Potensi Ekonomi Syariah yang Masih Belum Dimaksimalkan
Indonesia, sebagai negara dengan populasi muslim terbesar di dunia, memiliki potensi ekonomi syariah yang sangat besar. Namun, potensi ini belum sepenuhnya dimanfaatkan dalam perencanaan anggaran negara, termasuk dalam penyusunan Rencana Anggaran Pendapatan dan Belanja Negara (RAPBN) 2026. Berbagai sektor seperti keuangan syariah, makanan halal, dan pariwisata halal menawarkan peluang signifikan untuk pertumbuhan ekonomi, namun masih ada tantangan yang menghambat pengembangannya.
Abdul Hakam Naja, peneliti dari Center for Sharia Economic Development (CSED) Institute for Development of Economics and Finance (Indef), menjelaskan bahwa jumlah penduduk muslim di dunia terus meningkat pesat.

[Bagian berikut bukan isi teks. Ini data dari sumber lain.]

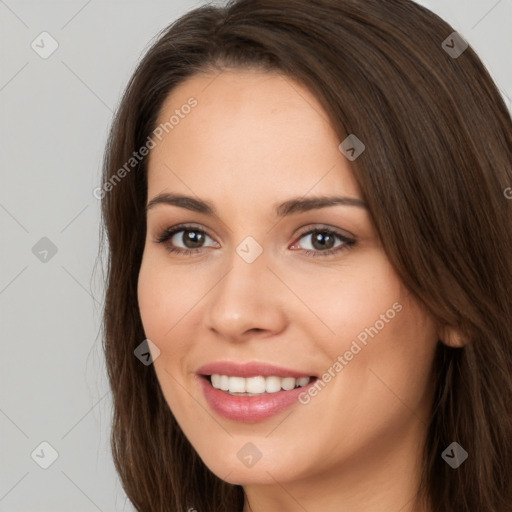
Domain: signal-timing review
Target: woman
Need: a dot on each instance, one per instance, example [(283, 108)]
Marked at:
[(308, 299)]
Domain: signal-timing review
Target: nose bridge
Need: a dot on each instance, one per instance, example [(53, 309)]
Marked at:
[(246, 296)]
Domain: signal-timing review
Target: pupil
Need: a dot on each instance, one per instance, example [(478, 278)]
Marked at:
[(324, 242), (193, 239)]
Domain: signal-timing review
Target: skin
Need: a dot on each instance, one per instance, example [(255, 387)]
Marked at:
[(253, 140)]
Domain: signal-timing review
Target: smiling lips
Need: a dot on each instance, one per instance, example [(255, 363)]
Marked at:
[(251, 392)]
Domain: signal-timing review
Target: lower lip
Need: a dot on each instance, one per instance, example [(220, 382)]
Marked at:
[(250, 409)]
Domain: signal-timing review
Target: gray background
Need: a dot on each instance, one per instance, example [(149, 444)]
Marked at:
[(54, 116)]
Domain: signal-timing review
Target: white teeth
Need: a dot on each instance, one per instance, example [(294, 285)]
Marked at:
[(255, 385), (252, 386), (303, 381), (236, 385)]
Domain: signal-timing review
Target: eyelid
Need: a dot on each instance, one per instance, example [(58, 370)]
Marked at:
[(347, 241)]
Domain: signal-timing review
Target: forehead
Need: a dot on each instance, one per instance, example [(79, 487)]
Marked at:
[(250, 133)]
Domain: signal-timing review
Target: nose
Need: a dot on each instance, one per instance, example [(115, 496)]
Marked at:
[(247, 301)]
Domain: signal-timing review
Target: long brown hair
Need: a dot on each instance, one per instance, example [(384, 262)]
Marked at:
[(437, 163)]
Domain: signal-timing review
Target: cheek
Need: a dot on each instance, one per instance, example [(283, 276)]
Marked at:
[(165, 295), (352, 298)]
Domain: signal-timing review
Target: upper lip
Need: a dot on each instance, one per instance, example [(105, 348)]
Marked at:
[(250, 369)]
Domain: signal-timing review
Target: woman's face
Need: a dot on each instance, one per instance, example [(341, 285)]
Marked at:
[(307, 289)]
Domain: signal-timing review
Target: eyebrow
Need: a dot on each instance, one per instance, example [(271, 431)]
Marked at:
[(294, 205)]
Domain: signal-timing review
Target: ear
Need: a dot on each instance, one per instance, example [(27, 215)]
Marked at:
[(452, 337)]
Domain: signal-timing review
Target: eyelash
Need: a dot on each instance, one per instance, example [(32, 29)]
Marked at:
[(169, 233)]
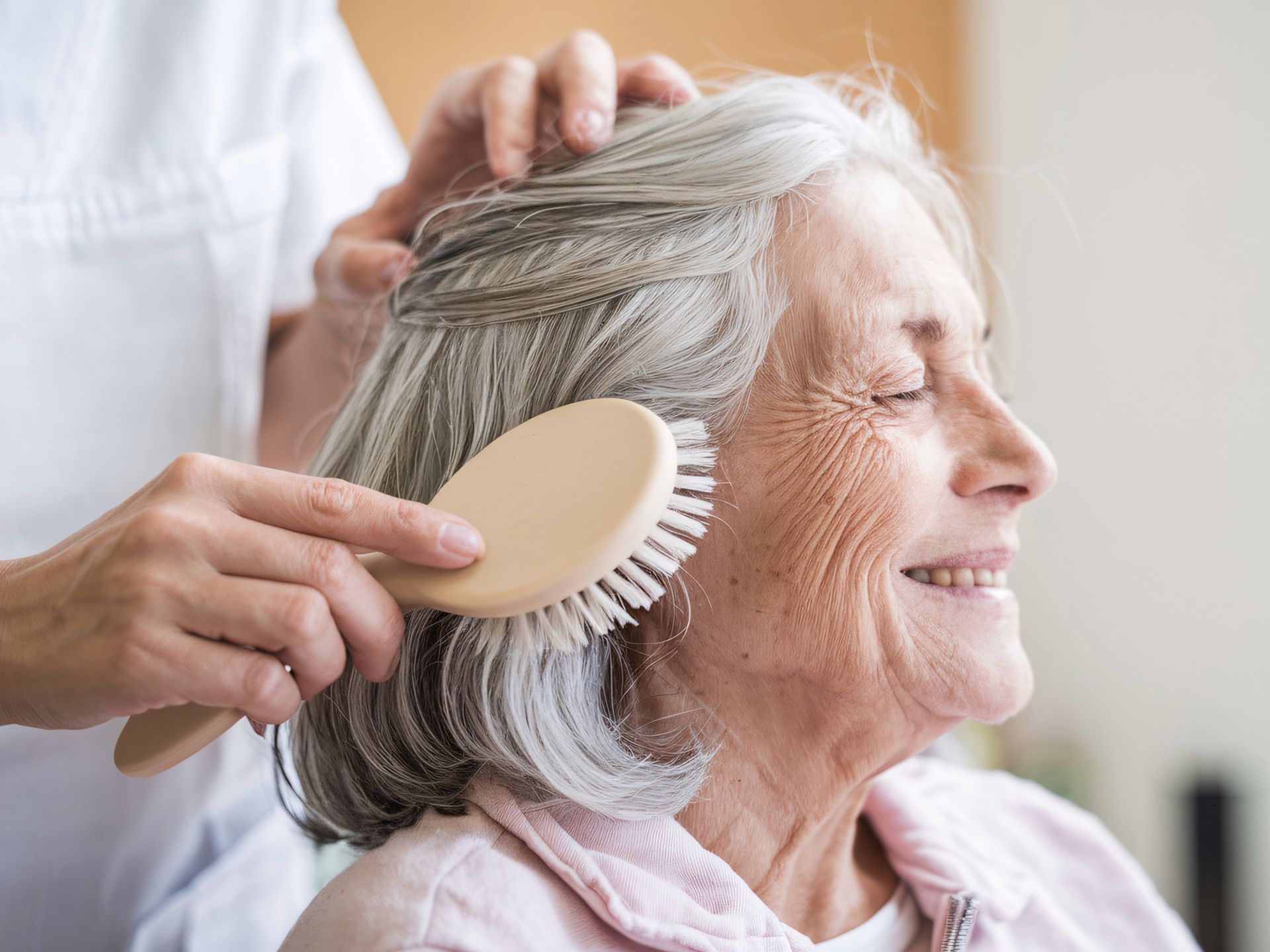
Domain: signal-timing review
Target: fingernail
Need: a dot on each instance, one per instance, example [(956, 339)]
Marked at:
[(396, 270), (460, 539), (589, 126)]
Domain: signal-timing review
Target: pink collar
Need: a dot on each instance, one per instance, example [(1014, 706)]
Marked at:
[(653, 881)]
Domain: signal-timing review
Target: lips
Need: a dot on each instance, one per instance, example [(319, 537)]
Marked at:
[(994, 559), (978, 573)]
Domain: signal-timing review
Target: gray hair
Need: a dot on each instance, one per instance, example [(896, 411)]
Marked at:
[(639, 272)]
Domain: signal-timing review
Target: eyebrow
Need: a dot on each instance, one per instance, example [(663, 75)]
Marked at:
[(933, 331)]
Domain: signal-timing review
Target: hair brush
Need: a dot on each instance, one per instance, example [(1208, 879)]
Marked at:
[(587, 510)]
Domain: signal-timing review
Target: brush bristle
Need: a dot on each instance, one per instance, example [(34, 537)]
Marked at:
[(639, 580)]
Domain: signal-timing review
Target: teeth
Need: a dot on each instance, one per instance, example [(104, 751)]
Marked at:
[(994, 578)]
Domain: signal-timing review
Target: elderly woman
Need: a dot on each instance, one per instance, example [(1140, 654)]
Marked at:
[(789, 263)]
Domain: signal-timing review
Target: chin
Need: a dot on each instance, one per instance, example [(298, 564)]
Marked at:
[(1005, 691)]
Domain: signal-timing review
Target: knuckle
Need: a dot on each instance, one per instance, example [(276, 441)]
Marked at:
[(263, 681), (331, 498), (412, 521), (302, 615), (657, 65), (329, 668), (189, 469), (132, 659), (329, 563), (586, 40), (513, 67), (161, 527)]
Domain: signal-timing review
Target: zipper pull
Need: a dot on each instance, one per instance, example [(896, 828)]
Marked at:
[(959, 920)]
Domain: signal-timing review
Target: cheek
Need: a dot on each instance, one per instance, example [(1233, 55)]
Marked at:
[(825, 503)]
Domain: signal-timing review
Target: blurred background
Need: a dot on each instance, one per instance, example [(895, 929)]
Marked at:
[(1117, 158)]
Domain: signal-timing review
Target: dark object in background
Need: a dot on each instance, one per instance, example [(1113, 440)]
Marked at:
[(1210, 805)]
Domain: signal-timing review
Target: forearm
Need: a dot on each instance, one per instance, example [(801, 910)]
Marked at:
[(309, 371)]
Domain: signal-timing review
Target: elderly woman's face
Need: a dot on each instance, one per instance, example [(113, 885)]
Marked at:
[(874, 444)]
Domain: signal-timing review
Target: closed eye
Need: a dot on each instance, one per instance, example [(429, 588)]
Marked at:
[(908, 395)]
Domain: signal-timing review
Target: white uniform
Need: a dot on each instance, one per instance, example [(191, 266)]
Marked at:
[(168, 175)]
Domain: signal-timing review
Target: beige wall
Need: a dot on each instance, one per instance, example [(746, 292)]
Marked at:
[(411, 45), (1128, 206)]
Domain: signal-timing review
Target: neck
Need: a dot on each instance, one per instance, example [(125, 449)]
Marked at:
[(786, 791)]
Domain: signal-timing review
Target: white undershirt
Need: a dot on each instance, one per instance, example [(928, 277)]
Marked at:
[(897, 927)]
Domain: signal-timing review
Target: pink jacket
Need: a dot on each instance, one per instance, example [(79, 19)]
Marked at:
[(1034, 873)]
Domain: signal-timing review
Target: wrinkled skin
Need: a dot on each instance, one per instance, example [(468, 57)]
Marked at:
[(818, 662)]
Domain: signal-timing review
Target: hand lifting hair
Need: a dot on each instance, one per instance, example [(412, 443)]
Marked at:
[(786, 263)]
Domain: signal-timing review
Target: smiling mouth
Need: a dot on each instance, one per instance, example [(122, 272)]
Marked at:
[(959, 578)]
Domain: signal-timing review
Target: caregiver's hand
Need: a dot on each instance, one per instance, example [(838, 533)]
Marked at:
[(488, 122), (154, 603)]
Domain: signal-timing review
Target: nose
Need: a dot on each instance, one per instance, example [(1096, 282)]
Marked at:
[(999, 454)]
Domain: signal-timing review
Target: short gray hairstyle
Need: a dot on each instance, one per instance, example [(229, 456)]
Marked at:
[(642, 272)]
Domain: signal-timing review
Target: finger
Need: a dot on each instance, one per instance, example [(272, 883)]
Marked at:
[(362, 615), (656, 79), (218, 674), (581, 74), (444, 143), (292, 622), (509, 108), (356, 270), (345, 512)]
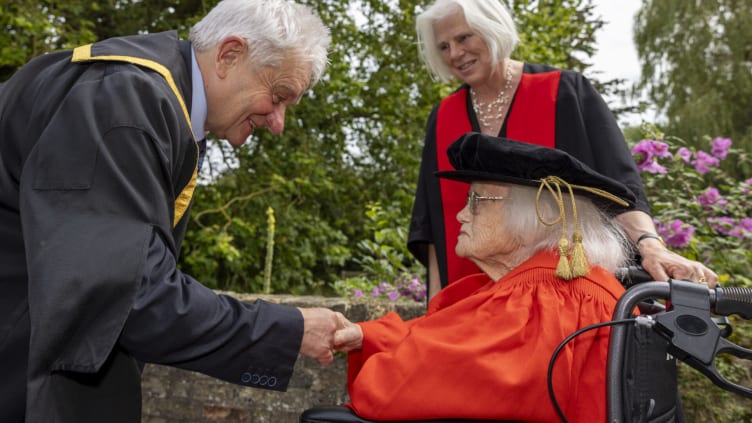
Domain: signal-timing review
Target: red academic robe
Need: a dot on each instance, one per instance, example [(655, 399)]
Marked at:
[(482, 350)]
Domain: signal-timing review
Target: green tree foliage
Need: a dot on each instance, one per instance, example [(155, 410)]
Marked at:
[(696, 62), (354, 141)]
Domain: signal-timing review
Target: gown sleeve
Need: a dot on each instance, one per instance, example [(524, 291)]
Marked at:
[(602, 145), (177, 321), (421, 232)]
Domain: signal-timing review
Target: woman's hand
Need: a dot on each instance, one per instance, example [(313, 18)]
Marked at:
[(349, 336)]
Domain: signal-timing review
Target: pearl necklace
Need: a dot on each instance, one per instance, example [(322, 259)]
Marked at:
[(490, 114)]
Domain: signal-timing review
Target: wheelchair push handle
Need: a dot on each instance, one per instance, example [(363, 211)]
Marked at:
[(693, 335), (733, 300)]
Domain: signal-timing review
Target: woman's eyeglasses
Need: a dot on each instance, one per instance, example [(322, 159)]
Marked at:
[(473, 199)]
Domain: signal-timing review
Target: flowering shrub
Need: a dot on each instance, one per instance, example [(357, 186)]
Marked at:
[(387, 269), (698, 208), (408, 287)]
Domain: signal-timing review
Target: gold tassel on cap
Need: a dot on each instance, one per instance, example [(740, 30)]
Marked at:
[(575, 264), (563, 270)]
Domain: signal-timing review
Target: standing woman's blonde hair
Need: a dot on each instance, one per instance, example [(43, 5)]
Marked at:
[(488, 18)]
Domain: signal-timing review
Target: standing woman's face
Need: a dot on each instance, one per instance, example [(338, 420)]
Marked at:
[(462, 50), (483, 237)]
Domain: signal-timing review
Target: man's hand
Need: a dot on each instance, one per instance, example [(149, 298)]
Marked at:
[(349, 337), (318, 334)]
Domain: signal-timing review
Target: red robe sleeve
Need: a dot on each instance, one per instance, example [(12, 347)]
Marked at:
[(486, 356)]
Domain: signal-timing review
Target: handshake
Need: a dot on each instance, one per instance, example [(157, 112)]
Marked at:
[(326, 331)]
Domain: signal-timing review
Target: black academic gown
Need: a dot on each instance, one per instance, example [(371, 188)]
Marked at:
[(581, 124), (97, 169)]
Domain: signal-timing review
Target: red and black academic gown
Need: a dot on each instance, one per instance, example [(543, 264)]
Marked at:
[(482, 350), (97, 169), (553, 108)]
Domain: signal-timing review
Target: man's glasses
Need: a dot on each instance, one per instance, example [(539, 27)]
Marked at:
[(473, 199)]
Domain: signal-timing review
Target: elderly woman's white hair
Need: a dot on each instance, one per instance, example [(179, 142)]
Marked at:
[(488, 18), (604, 241), (274, 29)]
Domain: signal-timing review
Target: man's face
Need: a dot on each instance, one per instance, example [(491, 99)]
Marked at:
[(242, 97)]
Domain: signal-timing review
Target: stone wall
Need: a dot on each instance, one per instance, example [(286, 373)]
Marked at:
[(172, 395)]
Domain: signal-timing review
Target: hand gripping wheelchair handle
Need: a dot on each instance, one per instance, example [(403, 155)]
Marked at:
[(693, 335)]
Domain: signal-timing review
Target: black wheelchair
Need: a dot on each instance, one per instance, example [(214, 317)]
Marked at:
[(678, 320)]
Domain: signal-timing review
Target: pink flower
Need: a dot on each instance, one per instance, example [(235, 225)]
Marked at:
[(676, 234), (393, 295), (711, 197), (704, 161), (685, 154), (650, 150)]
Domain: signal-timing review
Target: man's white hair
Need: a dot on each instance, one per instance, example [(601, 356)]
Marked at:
[(274, 30)]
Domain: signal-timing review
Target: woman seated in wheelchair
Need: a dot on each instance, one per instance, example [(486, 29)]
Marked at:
[(536, 223)]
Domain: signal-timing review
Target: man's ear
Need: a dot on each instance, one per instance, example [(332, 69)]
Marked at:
[(231, 51)]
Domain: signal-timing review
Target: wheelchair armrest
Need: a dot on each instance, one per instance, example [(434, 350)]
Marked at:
[(341, 414), (330, 414)]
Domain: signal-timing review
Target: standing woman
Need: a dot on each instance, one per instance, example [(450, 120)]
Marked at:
[(472, 40)]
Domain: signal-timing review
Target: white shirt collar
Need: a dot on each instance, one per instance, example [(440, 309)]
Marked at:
[(198, 100)]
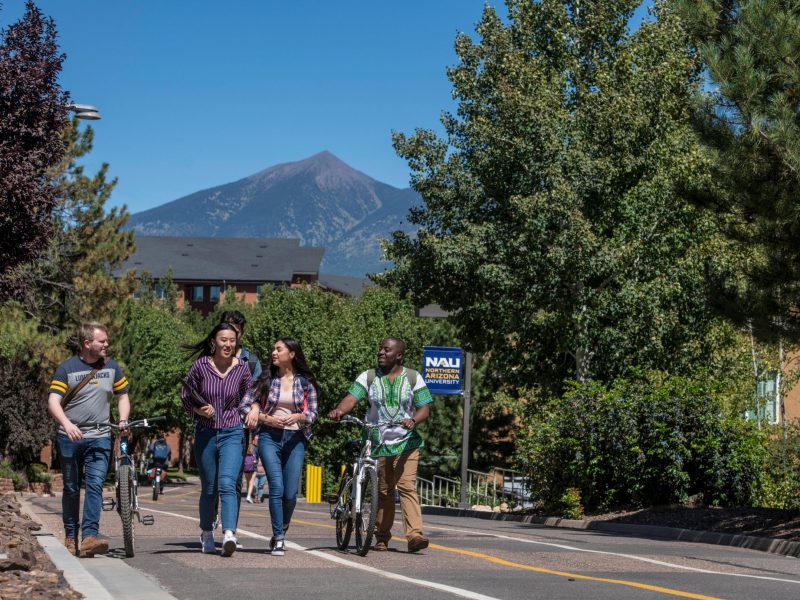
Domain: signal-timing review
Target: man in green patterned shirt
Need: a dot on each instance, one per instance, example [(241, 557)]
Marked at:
[(398, 395)]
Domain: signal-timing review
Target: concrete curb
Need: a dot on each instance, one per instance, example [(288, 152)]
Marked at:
[(750, 542), (121, 580)]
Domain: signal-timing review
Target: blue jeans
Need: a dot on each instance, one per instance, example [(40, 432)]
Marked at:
[(218, 453), (91, 455), (281, 452)]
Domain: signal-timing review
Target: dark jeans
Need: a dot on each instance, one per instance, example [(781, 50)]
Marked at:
[(90, 455), (282, 452), (218, 453)]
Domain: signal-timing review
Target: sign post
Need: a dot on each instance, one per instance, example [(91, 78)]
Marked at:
[(442, 372)]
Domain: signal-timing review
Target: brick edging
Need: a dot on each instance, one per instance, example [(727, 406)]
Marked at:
[(751, 542)]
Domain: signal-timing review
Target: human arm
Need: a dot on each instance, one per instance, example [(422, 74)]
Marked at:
[(54, 408)]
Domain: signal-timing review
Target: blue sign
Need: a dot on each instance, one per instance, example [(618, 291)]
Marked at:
[(441, 369)]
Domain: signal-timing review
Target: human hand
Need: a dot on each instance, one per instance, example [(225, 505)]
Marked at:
[(408, 423), (206, 411), (251, 418), (73, 432)]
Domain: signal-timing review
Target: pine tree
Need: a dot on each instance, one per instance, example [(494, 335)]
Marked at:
[(551, 221), (750, 122), (32, 115), (75, 279)]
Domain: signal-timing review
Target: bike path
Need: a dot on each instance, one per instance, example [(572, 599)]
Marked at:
[(468, 557)]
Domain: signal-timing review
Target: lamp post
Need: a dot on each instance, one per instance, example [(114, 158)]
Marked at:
[(87, 112), (436, 311)]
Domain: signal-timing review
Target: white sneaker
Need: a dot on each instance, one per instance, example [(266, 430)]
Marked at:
[(228, 543), (207, 542)]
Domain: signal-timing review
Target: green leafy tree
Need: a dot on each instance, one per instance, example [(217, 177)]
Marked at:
[(151, 348), (551, 222), (32, 115), (747, 117)]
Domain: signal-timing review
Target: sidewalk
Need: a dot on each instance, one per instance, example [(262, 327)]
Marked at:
[(99, 578)]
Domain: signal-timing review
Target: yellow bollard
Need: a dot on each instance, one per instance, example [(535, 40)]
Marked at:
[(313, 483)]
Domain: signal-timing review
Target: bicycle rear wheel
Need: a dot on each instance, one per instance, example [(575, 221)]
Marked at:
[(344, 518), (125, 503), (365, 518)]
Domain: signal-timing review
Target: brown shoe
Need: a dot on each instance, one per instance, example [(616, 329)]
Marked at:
[(418, 543), (92, 545), (71, 544)]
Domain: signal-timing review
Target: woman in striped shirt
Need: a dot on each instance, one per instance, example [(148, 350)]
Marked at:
[(216, 398)]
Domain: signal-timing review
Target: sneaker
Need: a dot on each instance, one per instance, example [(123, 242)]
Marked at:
[(207, 542), (71, 544), (92, 545), (228, 543), (418, 543)]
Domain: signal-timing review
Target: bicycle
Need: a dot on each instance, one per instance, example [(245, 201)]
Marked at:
[(126, 483), (355, 506)]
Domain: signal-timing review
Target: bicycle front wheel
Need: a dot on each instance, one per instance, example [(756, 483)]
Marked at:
[(365, 517), (344, 516), (125, 503)]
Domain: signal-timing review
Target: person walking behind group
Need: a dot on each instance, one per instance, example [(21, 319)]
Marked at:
[(288, 397), (250, 460), (397, 394), (81, 392), (216, 398)]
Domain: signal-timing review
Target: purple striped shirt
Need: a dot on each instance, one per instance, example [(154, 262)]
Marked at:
[(228, 396)]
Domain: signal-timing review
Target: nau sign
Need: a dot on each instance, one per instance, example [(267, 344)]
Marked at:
[(441, 369)]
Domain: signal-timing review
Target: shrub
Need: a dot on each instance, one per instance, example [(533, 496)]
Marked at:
[(645, 440)]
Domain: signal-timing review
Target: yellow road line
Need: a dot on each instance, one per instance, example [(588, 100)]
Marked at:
[(508, 563)]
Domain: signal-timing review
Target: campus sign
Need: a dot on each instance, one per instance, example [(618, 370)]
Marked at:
[(441, 369)]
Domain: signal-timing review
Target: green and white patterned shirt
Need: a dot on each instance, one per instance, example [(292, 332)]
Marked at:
[(392, 401)]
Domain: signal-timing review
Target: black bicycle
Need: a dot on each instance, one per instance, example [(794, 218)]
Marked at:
[(125, 482)]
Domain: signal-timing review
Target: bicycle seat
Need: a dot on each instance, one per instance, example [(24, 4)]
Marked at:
[(353, 446)]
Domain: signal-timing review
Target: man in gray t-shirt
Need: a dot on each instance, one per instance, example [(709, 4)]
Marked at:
[(79, 446)]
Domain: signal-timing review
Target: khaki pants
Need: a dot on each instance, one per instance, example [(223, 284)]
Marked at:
[(398, 472)]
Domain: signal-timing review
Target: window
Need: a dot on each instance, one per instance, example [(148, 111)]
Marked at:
[(766, 399)]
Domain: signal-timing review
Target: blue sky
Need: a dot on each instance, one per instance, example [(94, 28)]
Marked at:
[(201, 93)]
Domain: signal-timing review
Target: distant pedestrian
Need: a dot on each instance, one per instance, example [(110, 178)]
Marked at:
[(216, 398), (399, 395), (288, 397), (81, 392)]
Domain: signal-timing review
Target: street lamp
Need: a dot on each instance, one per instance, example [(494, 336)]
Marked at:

Pada tahun 2023, jumlahnya mencapai 2 miliar orang, dan diperkirakan akan meningkat menjadi 2,2 miliar pada 2030. Bahkan, pada tahun 2050, jumlah ini diperkirakan mencapai 2,8 miliar orang atau hampir 30% dari total populasi dunia.
Menurut Hakam, Indonesia menyumbang sekitar 12% dari jumlah penduduk muslim dunia, yang setara dengan sekitar 240 juta orang. Dengan jumlah ini, potensi ekonomi syariah harus mendapat perhatian serius dalam penyusunan RAPBN 2026.
Hakam juga menyebutkan bahwa belanja umat Islam di tingkat global mencapai US$ 2,43 triliun, yang setara dengan sekitar Rp 39.441 triliun. Selain itu, sektor keuangan syariah global mencapai US$ 4,93 triliun atau sekitar Rp 80.000 triliun. Angka ini empat kali lipat dari Produk Domestik Bruto (PDB) Indonesia dan hampir 15 hingga 20 kali lipat dari RAPBN 2026.
Meski memiliki potensi yang besar, Indonesia masih tertinggal dalam industri perdagangan halal. Menurut data yang disampaikan oleh Hakam, Indonesia merupakan negara pengimpor terbesar dalam perdagangan halal. Pada tahun 2023, defisit perdagangan halal antar negara-negara organisasi kerja sama islam (OKI) mencapai US$ 17,31 miliar.
Hakam menjelaskan bahwa eksportir terbesar dalam perdagangan halal adalah Tiongkok, diikuti oleh India, Brasil, Rusia, dan Amerika Serikat. Hal ini menunjukkan bahwa Indonesia masih kalah dalam persaingan global di sektor tersebut.
Tantangan dan Peluang yang Harus Diperhatikan
Beberapa tantangan yang menghambat pengembangan ekonomi syariah di Indonesia meliputi kurangnya infrastruktur yang memadai, rendahnya kesadaran masyarakat, serta keterbatasan akses terhadap sumber daya dan modal. Selain itu, regulasi dan kebijakan yang belum sepenuhnya mendukung pengembangan sektor ini juga menjadi hambatan.
Namun, di balik tantangan tersebut, ada banyak peluang yang bisa dimanfaatkan. Misalnya, pengembangan industri makanan halal dapat memberikan kontribusi signifikan terhadap perekonomian nasional. Selain itu, pariwisata halal juga memiliki potensi besar, terutama jika Indonesia mampu membangun destinasi wisata yang ramah bagi umat muslim.
Langkah yang Perlu Dilakukan
Untuk memaksimalkan potensi ekonomi syariah, pemerintah perlu melakukan beberapa langkah strategis. Pertama, perlu adanya kebijakan yang lebih progresif dan mendukung pengembangan sektor syariah. Kedua, perlu dilakukan investasi yang cukup dalam pembangunan infrastruktur dan fasilitas yang diperlukan. Ketiga, pentingnya meningkatkan kesadaran masyarakat tentang manfaat dan peluang ekonomi syariah.
Selain itu, kolaborasi antara pemerintah, swasta, dan lembaga keuangan syariah juga diperlukan untuk menciptakan lingkungan bisnis yang kondusif. Dengan upaya bersama, Indonesia dapat memperkuat posisinya sebagai salah satu negara dengan ekonomi syariah terbesar di dunia.